A2B5-positiven OPCs werden durch positiven Zellselektion isoliert eine magnetische Trennsäule System. Vor dem Isolierungsverfahren wird das gesamte Gehirn von Rattenjungen entfernt, die zwischen P5 und P7 sind. Sobald das gesamte Gehirn erfolgreich vom Schädel gelöst wird, werden die Riechkolben und Kleinhirn unter Verwendung von feinen chirurgischen Pinzette (1A) entfernt. Um sich durch sorgfältige Dissektion (1B) ausgeschnitten Gehirnrindengewebe der Hypothalamus, Thalamus und Mittelhirn zu isolieren. Als nächstes werden die Hippocampus und Striatum unter Verwendung gebogene chirurgische Zange (- D 1C) entfernt. Die Isolierung Prozess eliminiert effizient Hirnhaut und Fibroblasten-Zellen, aber enzymatische Verdauung verbessert wird, wenn Hirnhaut und Gefäßsystem entfernt werden (1E). Schließlich Gewebeblöcke von 1 mm x 1 mm für die nachfolgenden Gewebedissoziation Schritten hergestellt (Figure 1F).
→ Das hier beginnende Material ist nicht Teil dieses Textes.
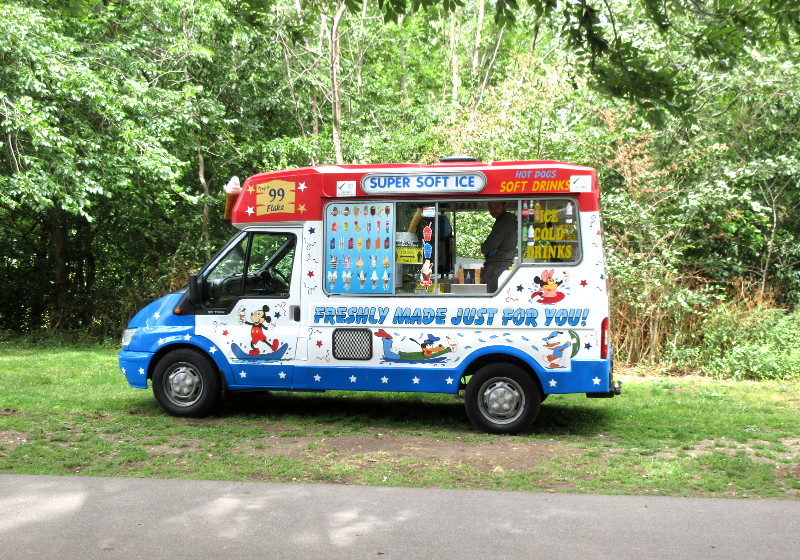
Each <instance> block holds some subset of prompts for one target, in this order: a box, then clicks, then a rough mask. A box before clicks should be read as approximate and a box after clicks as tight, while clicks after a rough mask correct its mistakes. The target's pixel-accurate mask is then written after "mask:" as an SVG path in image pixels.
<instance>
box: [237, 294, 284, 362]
mask: <svg viewBox="0 0 800 560" xmlns="http://www.w3.org/2000/svg"><path fill="white" fill-rule="evenodd" d="M267 313H269V305H265V306H264V307H262V308H261V309H256V310H255V311H253V312H252V313H251V314H250V321H252V322H250V321H243V323H244V324H245V325H250V327H251V329H250V348H251V350H250V355H251V356H257V355H258V354H260V352H259V350H258V348H256V344H257V343H259V342H264V343H265V344H267V345H268V346H270V347H271V348H272V351H273V352H274V351H275V350H277V349H278V346H280V343H279V342H278V339H277V338H276V339H274V340H273V341H272V342H269V341H268V340H267V336H266V335H265V334H264V328H265V327H266V326H267V325H268V324H269V323H271V322H272V317H270V316H269V315H267Z"/></svg>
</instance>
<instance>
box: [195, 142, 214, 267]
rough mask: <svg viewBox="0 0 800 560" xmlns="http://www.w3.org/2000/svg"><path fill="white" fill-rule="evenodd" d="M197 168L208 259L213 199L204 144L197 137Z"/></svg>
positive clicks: (203, 237) (209, 245)
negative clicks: (202, 205) (211, 213)
mask: <svg viewBox="0 0 800 560" xmlns="http://www.w3.org/2000/svg"><path fill="white" fill-rule="evenodd" d="M197 168H198V176H199V178H200V186H202V187H203V223H202V226H201V227H202V235H203V247H204V249H205V253H206V260H209V259H211V232H210V228H209V224H208V221H209V206H208V201H209V200H210V199H211V192H210V191H209V189H208V183H207V182H206V164H205V158H204V157H203V146H202V145H201V144H200V138H198V139H197Z"/></svg>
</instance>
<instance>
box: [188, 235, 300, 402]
mask: <svg viewBox="0 0 800 560" xmlns="http://www.w3.org/2000/svg"><path fill="white" fill-rule="evenodd" d="M302 235H303V231H302V228H300V227H282V228H280V229H279V230H277V229H276V230H270V231H247V232H244V233H243V234H241V235H240V236H238V237H237V238H235V239H234V240H233V241H232V242H231V243H230V244H229V245H228V247H227V248H226V250H224V251H222V252H221V253H220V256H219V257H218V258H216V259H215V260H214V261H212V263H211V264H210V265H209V266H208V267H207V268H206V270H205V271H203V273H202V282H203V298H202V300H203V301H202V305H203V311H202V314H200V313H199V314H198V315H197V322H196V330H197V334H199V335H202V336H205V337H206V338H208V339H209V340H210V341H211V342H212V343H213V346H212V348H211V349H209V352H210V353H212V354H214V353H215V352H221V353H222V355H223V356H224V357H225V358H226V360H227V362H228V363H229V364H230V367H231V374H232V376H233V383H234V384H235V385H241V386H251V387H269V388H291V386H292V381H293V379H292V378H293V375H292V374H293V366H292V365H291V364H292V362H293V359H294V357H295V353H296V351H297V344H298V334H299V324H300V323H299V319H300V297H301V294H300V290H299V289H298V286H299V285H300V282H299V281H298V279H299V278H300V265H301V263H300V259H299V258H298V247H300V244H301V242H302Z"/></svg>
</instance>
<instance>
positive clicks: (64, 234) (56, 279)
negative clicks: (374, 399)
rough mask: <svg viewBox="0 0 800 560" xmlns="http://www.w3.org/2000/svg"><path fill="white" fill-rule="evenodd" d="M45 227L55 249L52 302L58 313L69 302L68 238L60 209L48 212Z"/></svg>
mask: <svg viewBox="0 0 800 560" xmlns="http://www.w3.org/2000/svg"><path fill="white" fill-rule="evenodd" d="M45 227H46V228H47V231H48V232H50V240H51V242H52V249H53V267H54V268H53V295H52V300H51V301H52V303H53V304H54V305H55V307H56V311H57V312H63V311H65V307H66V306H67V303H68V302H69V266H68V262H69V261H68V255H67V247H68V236H67V228H66V227H65V226H64V224H63V223H62V222H61V216H60V214H59V210H58V208H50V209H49V210H48V211H47V214H46V217H45ZM57 314H58V313H57ZM57 314H56V315H57Z"/></svg>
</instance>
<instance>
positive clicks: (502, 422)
mask: <svg viewBox="0 0 800 560" xmlns="http://www.w3.org/2000/svg"><path fill="white" fill-rule="evenodd" d="M226 191H227V192H228V196H229V198H230V199H231V200H232V201H233V204H232V206H231V219H232V223H233V225H234V226H235V227H236V228H237V229H238V232H237V233H236V234H235V235H234V236H233V238H232V239H231V240H230V242H229V243H228V244H227V245H226V246H225V247H224V248H223V249H222V250H221V251H220V252H219V253H218V254H217V255H216V256H215V257H213V258H212V259H211V261H210V262H209V263H208V264H207V265H206V266H205V268H203V269H202V270H201V271H200V272H199V273H198V274H194V275H192V276H191V277H190V278H189V281H188V287H187V288H186V289H185V290H184V291H182V292H180V293H174V294H170V295H167V296H164V297H162V298H161V299H159V300H157V301H154V302H153V303H151V304H150V305H148V306H146V307H145V308H144V309H142V310H141V311H140V312H139V313H137V314H136V316H135V317H134V318H133V319H132V320H131V322H130V325H129V326H128V328H127V329H126V331H125V333H124V336H123V341H122V351H121V352H120V355H119V363H120V367H121V370H122V373H123V374H124V375H125V377H126V378H127V381H128V383H129V384H130V385H131V386H132V387H138V388H142V389H146V388H147V387H148V383H149V384H150V385H151V386H152V388H153V393H154V396H155V398H156V400H157V401H158V403H159V405H160V406H161V407H162V408H163V409H164V410H165V411H167V412H168V413H170V414H174V415H178V416H199V415H203V414H206V413H208V412H210V411H211V410H212V409H213V408H214V406H215V405H216V404H217V403H218V402H219V400H220V399H221V397H222V396H223V395H225V394H228V393H233V392H235V391H326V390H346V391H392V392H411V391H419V392H431V393H451V394H454V395H459V394H460V395H463V398H464V401H465V408H466V413H467V416H468V417H469V419H470V420H471V421H472V423H473V424H474V425H475V426H476V427H477V428H478V429H480V430H482V431H486V432H490V433H518V432H519V431H521V430H524V429H525V428H527V427H528V426H529V425H530V424H531V423H532V422H533V421H534V419H535V418H536V416H537V414H538V412H539V408H540V403H541V402H542V401H543V400H544V399H545V398H546V397H547V396H548V395H552V394H564V393H585V394H586V396H588V397H612V396H614V395H617V394H619V393H620V385H619V383H616V384H615V382H614V380H613V376H612V355H611V348H610V344H609V334H608V333H609V294H608V282H607V278H606V272H605V267H604V261H605V257H604V252H603V228H602V222H601V219H600V212H599V199H600V188H599V186H598V183H597V174H596V172H595V170H594V169H592V168H590V167H584V166H580V165H571V164H566V163H560V162H555V161H503V162H491V163H482V162H479V161H476V160H474V159H472V158H468V157H461V156H454V157H451V158H445V159H444V160H442V161H441V162H440V163H438V164H433V165H418V164H385V165H327V166H316V167H307V168H302V169H293V170H287V171H277V172H270V173H261V174H258V175H255V176H253V177H250V178H248V179H247V180H246V181H244V183H243V184H242V185H241V186H239V185H238V180H235V179H234V180H232V181H231V183H229V185H228V187H226ZM490 211H491V216H492V218H490V219H489V221H488V222H486V219H485V218H484V219H483V222H482V221H481V219H479V218H478V215H483V216H488V215H489V213H490ZM482 223H483V224H484V225H480V224H482ZM482 228H484V229H485V231H480V230H481V229H482ZM476 239H477V241H476ZM478 251H480V252H478Z"/></svg>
Eine gute OPC Isolation sollte in einem kompakten Zellpellet nach der letzten Spin Stufe (2A) zur Folge haben. Sobald plattiert werden diese Kulturen von Zelltrümmern relativ frei sein, wenn sie unter einem Mikroskop (2B) angesehen. Eine suboptimale Isolierung kann durch die Gegenwart von großen Mengen von Zelltrümmern in einem großen und flauschige Pellet ergeben. Diese Ablagerungen haften stark an die PLL-beschichteten Gefäß und kann mit der Kultur (2C) stören. Wenn eine große und flauschige Pellet materialisiert, kann es helfen, die Zellen in 10 ml PBS und wiederholen Sie die letzte Spin für 10 Minuten bei <300 x g erneut zu suspendieren. Sobald die Trennung abgeschlossen ist, kann die Reinheit der Kulturen durch Durchflusszytometrie beurteilt werden, um den Prozentsatz der A2B5-positive Zellen zu identifizieren. Eine erfolgreiche Isolation in einem Pool von Zellen führen soll, die> 95% positiv für A2B5 (2D - F). Im Vergleich zu Zellen, gefärbt mit einem Fluoreszenzfarbstoff-konjugiertes anti-Antikörper A2B5 sollten ungefärbte Zellen als negative Population angezeigt und kann als Referenzbasis für Gating verwendet werden. Darüber hinaus haben wir vorher, dass die Auswahl von OPC gezeigt, um die A2B5 Antigen Ausbeuten Kulturen, die durch Immunzytochemie 11 für PDGFRα positiv färben.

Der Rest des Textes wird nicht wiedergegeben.